University VP discusses ROTC, Catholic mission
Seton Hall has been home to the ROTC Pirate Battalion since 1893 and has a “mutually beneficial relationship,” Vice President of Student Services Dr. Tracy Gottlieb said.
“The presence of the Army on our campus is a help to us,” she said. “They provide us with the American symbol that we’re looking for at important formal events.”
Gottlieb also said that she does not know of any Catholic universities that ban ROTC on campus.
According to a 2010 New York Times article written by Diane Mazur, the Solomon Amendment prohibits colleges from banning ROTC on campus. The law was passed in 1994.
While Ivy League schools were believed to have banned ROTC during the Vietnam War and later because of the “don’t ask, don’t tell” policy, Mazur found no research showing that the schools actually prohibited ROTC on their campus.
Lt. Col. Trinidad Gonzalez Jr. said that he believes that the values of the U.S. Army and Catholicism are one in the same.
“The Army has values that are very reciprocal to the Catholic values,” Gonzalez said. “There really is no difference, in my opinion.”
Second Lt.
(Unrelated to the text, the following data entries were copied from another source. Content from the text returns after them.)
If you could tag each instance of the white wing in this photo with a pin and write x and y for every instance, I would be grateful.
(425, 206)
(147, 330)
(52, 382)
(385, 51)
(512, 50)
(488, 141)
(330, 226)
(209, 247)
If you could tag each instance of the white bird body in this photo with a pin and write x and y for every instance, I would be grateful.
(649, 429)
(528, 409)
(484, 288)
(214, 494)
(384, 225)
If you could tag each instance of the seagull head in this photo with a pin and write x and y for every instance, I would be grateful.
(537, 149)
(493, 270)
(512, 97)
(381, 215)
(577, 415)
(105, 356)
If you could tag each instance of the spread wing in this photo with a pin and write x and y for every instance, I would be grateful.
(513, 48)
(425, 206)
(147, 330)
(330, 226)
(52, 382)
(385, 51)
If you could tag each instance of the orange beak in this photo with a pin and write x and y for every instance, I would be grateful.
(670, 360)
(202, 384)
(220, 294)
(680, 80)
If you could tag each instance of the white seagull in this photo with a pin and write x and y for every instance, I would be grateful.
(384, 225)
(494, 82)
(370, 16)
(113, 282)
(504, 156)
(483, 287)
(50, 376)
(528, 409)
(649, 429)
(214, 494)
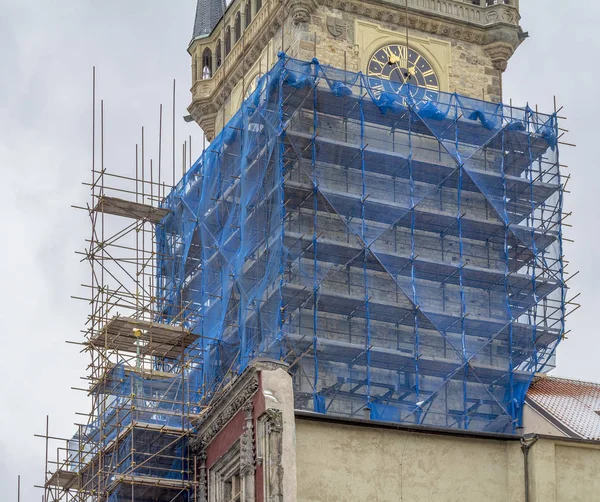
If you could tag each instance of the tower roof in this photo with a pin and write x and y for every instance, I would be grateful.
(208, 14)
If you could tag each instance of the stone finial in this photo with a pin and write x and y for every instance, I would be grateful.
(300, 10)
(499, 53)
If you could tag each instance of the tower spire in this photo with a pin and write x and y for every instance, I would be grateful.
(208, 14)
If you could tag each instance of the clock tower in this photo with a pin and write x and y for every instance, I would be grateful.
(460, 46)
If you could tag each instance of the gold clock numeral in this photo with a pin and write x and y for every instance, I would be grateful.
(401, 65)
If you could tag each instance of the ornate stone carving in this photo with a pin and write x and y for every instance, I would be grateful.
(300, 10)
(337, 27)
(202, 479)
(274, 420)
(247, 457)
(226, 413)
(273, 461)
(499, 53)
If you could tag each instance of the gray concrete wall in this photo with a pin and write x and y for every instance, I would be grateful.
(352, 462)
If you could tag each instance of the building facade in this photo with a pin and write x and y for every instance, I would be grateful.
(466, 43)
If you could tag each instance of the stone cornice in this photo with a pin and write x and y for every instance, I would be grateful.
(496, 27)
(225, 408)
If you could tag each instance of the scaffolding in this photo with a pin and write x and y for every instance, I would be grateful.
(400, 248)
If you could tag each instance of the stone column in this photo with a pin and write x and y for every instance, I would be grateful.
(247, 457)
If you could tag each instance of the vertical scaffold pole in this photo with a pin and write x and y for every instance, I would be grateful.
(315, 69)
(364, 238)
(530, 120)
(506, 222)
(463, 302)
(415, 298)
(281, 144)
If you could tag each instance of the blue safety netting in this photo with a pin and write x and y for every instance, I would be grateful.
(138, 431)
(402, 253)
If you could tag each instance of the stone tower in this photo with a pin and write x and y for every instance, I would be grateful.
(466, 43)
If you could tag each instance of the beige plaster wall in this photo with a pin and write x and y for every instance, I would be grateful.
(535, 423)
(577, 473)
(339, 462)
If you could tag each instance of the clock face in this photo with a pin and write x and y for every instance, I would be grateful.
(392, 67)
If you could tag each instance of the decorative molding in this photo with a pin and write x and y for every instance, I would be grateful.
(274, 420)
(273, 472)
(300, 10)
(499, 53)
(337, 27)
(247, 457)
(224, 409)
(202, 479)
(482, 25)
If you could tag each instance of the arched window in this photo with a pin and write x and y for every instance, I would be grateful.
(218, 54)
(227, 41)
(206, 64)
(248, 13)
(238, 26)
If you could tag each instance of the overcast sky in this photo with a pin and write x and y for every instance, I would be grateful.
(48, 48)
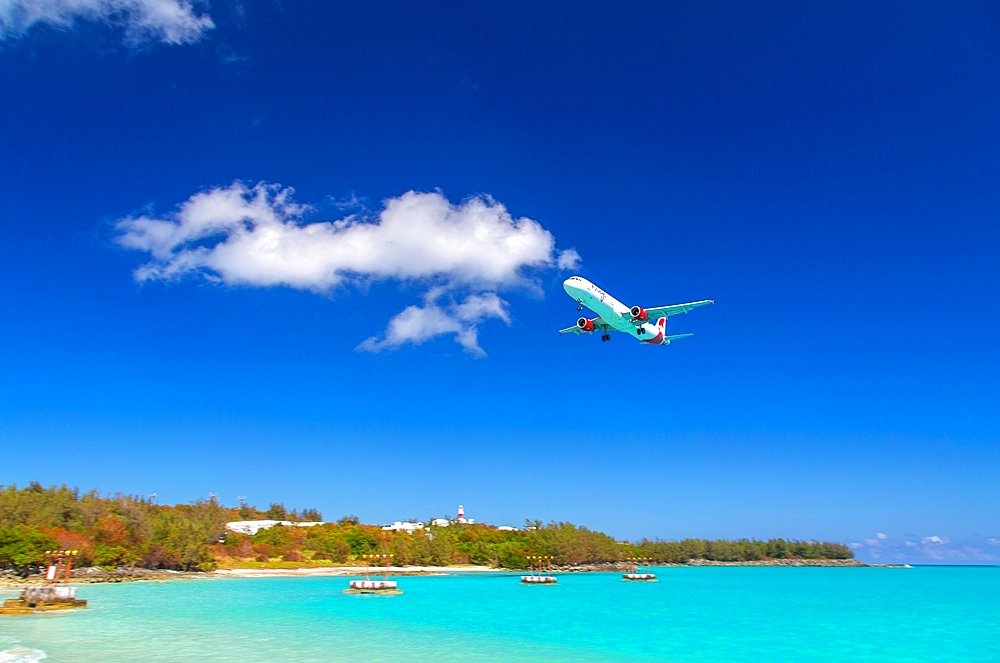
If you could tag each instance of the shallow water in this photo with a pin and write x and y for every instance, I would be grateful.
(694, 615)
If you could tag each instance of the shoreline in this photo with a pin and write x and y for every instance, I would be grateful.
(97, 575)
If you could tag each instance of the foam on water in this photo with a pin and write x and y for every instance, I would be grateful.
(12, 652)
(693, 615)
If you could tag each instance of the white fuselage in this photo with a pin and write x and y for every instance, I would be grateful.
(613, 313)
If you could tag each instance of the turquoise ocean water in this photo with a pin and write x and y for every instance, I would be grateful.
(694, 615)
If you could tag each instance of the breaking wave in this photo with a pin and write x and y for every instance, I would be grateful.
(15, 653)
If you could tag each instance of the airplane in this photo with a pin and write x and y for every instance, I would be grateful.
(612, 315)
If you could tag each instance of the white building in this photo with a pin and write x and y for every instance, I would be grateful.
(251, 527)
(400, 526)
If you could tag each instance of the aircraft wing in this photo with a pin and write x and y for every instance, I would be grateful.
(674, 309)
(598, 324)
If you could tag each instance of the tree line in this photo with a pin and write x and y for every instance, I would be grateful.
(124, 530)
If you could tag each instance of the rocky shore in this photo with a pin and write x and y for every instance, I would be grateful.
(95, 574)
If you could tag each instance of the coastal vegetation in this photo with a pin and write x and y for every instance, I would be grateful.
(127, 531)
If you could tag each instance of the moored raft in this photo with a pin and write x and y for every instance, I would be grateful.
(369, 586)
(543, 576)
(42, 599)
(637, 573)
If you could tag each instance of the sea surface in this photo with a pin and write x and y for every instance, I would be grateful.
(693, 615)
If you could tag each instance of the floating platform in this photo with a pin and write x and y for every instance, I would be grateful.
(373, 587)
(43, 599)
(538, 580)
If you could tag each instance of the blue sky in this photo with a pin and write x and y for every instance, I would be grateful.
(828, 174)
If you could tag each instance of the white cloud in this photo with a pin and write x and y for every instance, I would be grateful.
(416, 324)
(168, 21)
(257, 236)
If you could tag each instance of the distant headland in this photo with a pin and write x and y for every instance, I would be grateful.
(123, 537)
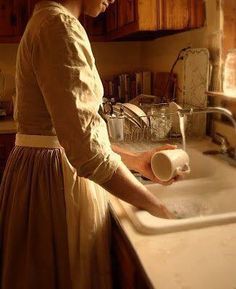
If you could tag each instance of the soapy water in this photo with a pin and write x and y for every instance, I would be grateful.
(186, 208)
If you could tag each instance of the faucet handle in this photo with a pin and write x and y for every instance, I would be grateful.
(222, 141)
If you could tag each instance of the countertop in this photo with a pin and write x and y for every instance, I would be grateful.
(7, 125)
(195, 259)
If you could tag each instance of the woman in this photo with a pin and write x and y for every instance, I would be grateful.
(53, 206)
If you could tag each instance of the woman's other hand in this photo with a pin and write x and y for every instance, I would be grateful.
(143, 164)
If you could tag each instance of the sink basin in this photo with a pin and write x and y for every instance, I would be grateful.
(206, 197)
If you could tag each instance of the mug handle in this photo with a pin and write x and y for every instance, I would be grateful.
(180, 170)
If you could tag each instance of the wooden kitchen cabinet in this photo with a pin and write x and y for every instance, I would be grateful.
(13, 18)
(7, 142)
(138, 19)
(127, 270)
(96, 27)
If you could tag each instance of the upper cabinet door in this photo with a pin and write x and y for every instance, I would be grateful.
(8, 18)
(126, 12)
(112, 17)
(13, 19)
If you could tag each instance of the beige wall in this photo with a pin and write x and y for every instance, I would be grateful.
(157, 55)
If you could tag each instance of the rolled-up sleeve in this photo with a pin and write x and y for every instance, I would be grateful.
(66, 73)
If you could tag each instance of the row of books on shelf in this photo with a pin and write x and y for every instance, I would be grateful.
(126, 86)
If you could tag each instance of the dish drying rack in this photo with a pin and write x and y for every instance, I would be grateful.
(144, 123)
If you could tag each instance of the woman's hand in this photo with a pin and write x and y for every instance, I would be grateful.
(143, 163)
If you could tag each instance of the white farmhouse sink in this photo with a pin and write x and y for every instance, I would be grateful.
(206, 197)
Brother Andrew James, Seton Hall’s ROTC chaplain, said that some American values go hand in hand with Catholic values.
“Patriotism is a virtue that popes have long talked about as being a moral obligation by the natural law,” he said. “So the natural law is this philosophical foundation upon which the Church builds and patriotism is this obligation that we have, falling in between them, falling under love of neighbor, in between love of family and love of mankind, even love of country.”
Cadet Joe Donato said that the Catholic mission and ROTC go together like “peanut butter and jelly.”
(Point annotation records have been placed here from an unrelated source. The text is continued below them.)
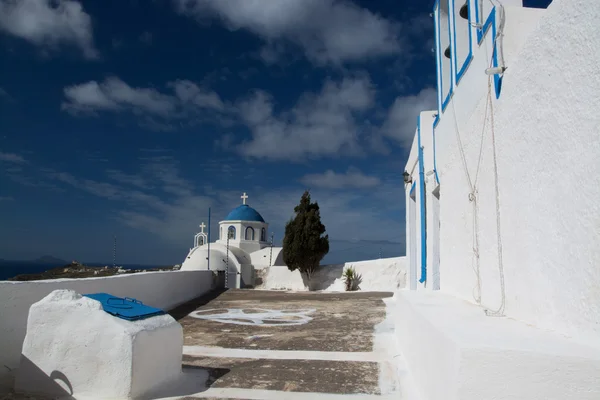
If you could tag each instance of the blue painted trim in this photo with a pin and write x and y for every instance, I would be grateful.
(422, 205)
(437, 178)
(441, 86)
(490, 22)
(461, 71)
(438, 55)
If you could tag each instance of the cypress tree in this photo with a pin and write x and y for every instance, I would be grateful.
(303, 245)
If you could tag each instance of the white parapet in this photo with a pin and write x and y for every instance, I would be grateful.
(454, 351)
(74, 348)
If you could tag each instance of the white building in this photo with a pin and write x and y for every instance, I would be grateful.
(243, 246)
(502, 187)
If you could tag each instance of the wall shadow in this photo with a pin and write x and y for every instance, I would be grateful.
(324, 276)
(184, 309)
(192, 380)
(37, 382)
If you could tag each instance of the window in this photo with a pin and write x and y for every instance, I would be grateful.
(462, 37)
(444, 53)
(231, 232)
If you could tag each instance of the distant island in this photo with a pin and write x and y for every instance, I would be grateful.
(49, 260)
(76, 269)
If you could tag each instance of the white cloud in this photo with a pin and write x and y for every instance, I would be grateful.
(189, 93)
(115, 95)
(401, 121)
(352, 178)
(48, 23)
(329, 31)
(319, 124)
(12, 158)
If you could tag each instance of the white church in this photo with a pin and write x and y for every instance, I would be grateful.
(242, 247)
(502, 217)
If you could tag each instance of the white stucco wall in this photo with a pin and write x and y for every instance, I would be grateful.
(164, 290)
(454, 352)
(261, 258)
(197, 258)
(547, 146)
(240, 240)
(386, 274)
(74, 348)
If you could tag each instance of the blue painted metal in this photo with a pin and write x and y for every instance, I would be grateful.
(451, 89)
(208, 258)
(422, 206)
(438, 59)
(490, 22)
(460, 71)
(125, 308)
(437, 178)
(244, 213)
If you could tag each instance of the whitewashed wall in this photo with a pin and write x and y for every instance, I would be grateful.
(164, 290)
(546, 128)
(386, 274)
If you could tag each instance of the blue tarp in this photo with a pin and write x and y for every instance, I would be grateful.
(125, 308)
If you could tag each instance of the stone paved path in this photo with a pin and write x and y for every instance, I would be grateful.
(249, 344)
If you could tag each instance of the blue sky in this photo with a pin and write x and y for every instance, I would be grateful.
(132, 117)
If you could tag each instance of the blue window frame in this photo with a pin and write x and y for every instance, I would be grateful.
(466, 25)
(444, 68)
(482, 30)
(231, 232)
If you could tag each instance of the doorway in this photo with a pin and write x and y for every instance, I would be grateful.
(412, 237)
(435, 237)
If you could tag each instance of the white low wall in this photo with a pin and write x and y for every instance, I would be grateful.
(382, 275)
(164, 290)
(454, 351)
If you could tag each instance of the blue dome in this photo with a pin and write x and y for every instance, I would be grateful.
(244, 213)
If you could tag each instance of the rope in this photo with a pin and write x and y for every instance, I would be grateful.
(475, 262)
(500, 311)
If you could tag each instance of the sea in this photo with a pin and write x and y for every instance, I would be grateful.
(9, 269)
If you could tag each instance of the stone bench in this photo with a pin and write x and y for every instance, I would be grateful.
(75, 348)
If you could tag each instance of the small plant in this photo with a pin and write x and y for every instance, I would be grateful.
(352, 279)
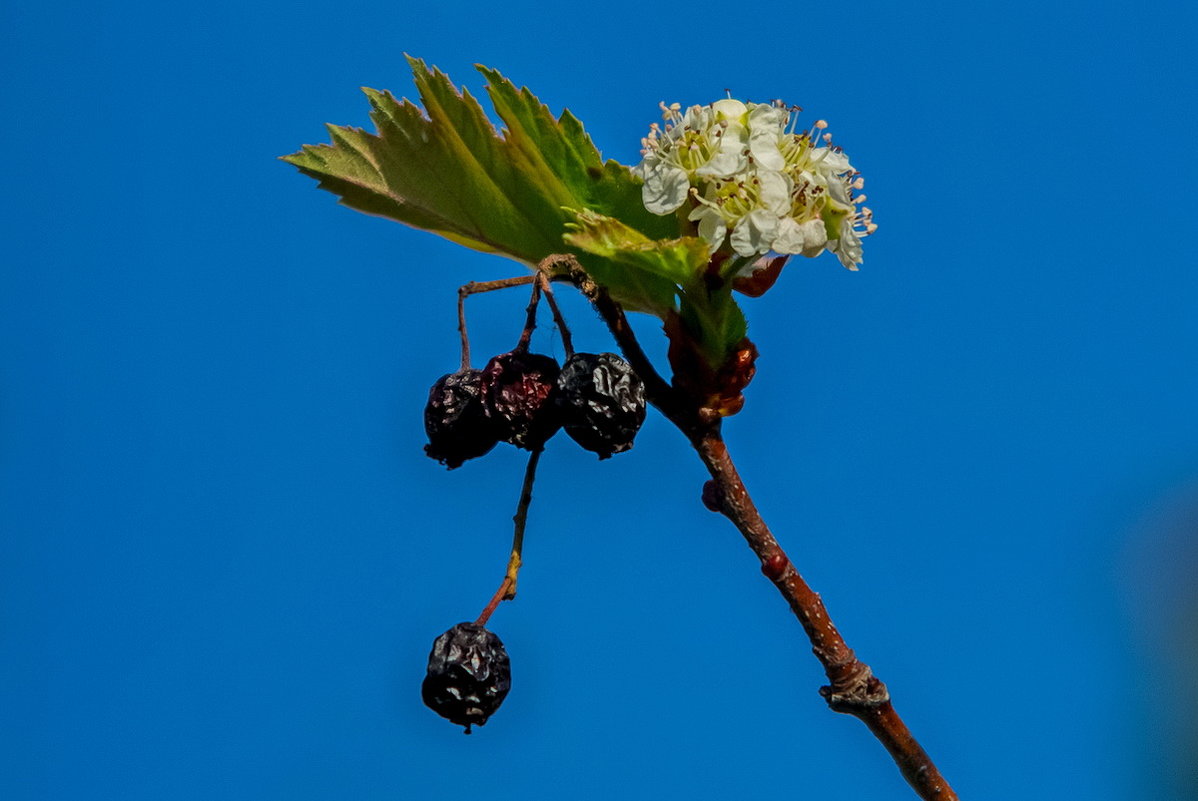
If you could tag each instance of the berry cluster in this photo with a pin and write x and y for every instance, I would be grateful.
(525, 399)
(522, 399)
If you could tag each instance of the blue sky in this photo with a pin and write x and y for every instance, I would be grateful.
(223, 556)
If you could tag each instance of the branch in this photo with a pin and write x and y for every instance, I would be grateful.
(853, 689)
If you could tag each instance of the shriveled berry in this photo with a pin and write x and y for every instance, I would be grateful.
(469, 675)
(601, 402)
(516, 387)
(455, 419)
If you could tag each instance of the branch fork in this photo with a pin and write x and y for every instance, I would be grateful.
(853, 689)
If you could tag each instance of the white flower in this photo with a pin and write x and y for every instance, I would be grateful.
(755, 232)
(806, 238)
(755, 187)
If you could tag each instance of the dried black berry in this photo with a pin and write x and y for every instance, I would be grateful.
(455, 419)
(469, 675)
(601, 402)
(516, 387)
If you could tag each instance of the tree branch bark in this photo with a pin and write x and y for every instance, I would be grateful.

“Those values that hold up the Catholic Church and support the Catholic Church also support the Army and hold up the mission of the Army,” Donato said.
According to Gonzalez, the Army has patron saints dedicated to different functions of the military including engineering and airborne.
Cadet Ethan Baptist said that Catholicism shares the same roots with the military.
“Catholic religion is based a lot on family, and so is the Army and so is ROTC, especially (at Seton Hall), we’re one giant family,” Baptist said.